Several studies have demonstrated the beneficial effects of omalizumab in asthma patients. Here we describe the drug’s tolerance and oral corticosteroid sparing capacity in a long-term observational study.

Methods:

Thirty-two patients aged ≥18 years with obstructive airway disease and FEV₁ reversibility ≥12% and 200 mL, with an oral steroid requirement ≥7.5 mg per day of prednisolone during a period of ≥1 year, a positive prick test or in vitro reactivity (RAST) to at least one perennial aeroallergen and a baseline immunoglobulin E level ranking between 30–700 IU/mL were prospectively followed for 17.2 ± 8.5 months.
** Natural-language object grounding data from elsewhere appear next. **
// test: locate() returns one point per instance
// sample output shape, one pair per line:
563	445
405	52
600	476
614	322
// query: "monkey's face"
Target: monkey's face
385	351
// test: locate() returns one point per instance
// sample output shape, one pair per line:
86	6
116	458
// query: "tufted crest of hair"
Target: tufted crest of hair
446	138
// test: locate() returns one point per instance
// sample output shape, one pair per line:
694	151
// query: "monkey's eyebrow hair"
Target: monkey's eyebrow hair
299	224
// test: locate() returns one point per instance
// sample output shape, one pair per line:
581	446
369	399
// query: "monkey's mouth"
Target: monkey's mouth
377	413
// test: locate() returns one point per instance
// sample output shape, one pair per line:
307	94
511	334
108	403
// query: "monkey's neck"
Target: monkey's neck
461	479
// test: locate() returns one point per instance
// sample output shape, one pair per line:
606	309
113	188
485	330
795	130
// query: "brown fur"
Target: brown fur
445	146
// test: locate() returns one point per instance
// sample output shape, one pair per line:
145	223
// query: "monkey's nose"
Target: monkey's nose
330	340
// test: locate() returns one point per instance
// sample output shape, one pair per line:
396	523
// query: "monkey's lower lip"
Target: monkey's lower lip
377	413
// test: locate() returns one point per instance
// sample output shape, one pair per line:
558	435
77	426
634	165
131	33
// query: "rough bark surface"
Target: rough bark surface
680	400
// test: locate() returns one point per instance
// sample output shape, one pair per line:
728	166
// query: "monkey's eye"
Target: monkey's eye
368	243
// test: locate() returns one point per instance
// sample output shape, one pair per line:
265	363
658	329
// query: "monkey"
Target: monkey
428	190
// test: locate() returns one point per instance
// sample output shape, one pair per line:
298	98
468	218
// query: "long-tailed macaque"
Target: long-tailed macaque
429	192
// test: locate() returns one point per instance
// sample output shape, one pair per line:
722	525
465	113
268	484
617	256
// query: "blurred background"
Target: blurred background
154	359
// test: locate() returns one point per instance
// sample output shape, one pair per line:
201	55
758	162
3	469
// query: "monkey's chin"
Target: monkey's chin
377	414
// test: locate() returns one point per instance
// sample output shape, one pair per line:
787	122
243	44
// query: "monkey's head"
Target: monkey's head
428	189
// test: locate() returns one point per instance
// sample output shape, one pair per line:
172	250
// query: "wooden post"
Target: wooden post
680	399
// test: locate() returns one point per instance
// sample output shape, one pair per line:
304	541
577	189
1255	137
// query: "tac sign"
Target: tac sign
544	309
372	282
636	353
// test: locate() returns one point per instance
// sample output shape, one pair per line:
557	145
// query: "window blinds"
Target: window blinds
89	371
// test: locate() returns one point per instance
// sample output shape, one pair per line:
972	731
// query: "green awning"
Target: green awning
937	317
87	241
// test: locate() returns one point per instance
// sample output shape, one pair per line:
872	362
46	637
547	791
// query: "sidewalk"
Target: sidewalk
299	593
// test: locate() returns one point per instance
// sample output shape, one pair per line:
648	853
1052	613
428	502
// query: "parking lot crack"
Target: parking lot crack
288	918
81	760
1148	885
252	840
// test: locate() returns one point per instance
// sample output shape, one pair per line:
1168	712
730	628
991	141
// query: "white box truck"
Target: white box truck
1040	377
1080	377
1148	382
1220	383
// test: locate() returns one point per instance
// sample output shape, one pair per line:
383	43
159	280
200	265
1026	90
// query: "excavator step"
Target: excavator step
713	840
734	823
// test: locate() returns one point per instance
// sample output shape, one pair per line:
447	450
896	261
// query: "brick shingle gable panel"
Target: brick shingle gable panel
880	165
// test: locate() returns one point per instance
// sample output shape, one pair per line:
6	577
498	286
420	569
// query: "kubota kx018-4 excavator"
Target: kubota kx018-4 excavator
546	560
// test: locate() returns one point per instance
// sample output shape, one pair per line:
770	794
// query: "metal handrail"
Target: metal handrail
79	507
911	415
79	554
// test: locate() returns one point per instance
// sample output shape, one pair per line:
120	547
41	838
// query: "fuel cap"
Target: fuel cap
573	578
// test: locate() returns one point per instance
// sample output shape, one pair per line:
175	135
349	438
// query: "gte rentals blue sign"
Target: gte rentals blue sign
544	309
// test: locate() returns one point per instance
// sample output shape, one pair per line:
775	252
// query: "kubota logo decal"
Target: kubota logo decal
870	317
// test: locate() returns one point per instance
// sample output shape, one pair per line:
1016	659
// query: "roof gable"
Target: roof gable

Patients were visited once or twice a month, depending on their schedule for omalizumab administration. Intervention: blood analysis every six months; spirometry and nitric oxide measurement at every visit.

Results:

One patient who dropped out early was excluded. Follow-up period: the treatment benefited 83.9% (26/31) of the cohort; oral corticosteroids were reduced from 7.19 ± 11.1 to 3.29 ± 11.03 mg (p < 0.002) and withdrawn in 74.2% of patients. FEV₁ (percent predicted) was 64.4 ± 22.7 at the beginning and 62.9 ± 24.3 at the end. IgE at entry was 322.2 ± 334.2 IU/mL and increased 2.34-fold. Respiratory function and NO did not present statistically significant changes. We identified three groups of patients: the first (n = 17) receiving oral steroid at entry in whom the accumulated dose of oral steroids progressively decreased; another (n = 10) including patients who had quit oral steroids before starting omalizumab although they had not been instructed to do so and whose oral steroid dose at the end of follow-up was zero; and a third group (n = 4) that did not benefit from omalizumab treatment. The only relevant side effect was a flu-like syndrome which required discontinuation of treatment in one patient.

Conclusion:

In our series, a substantial, safe decrease in oral corticosteroid requirements was observed due, at least to some extent, to omalizumab therapy. Oral corticosteroids were withdrawn in three-quarters of the patients. We were unable to identify a factor able to predict which patients would benefit most from omalizumab treatment.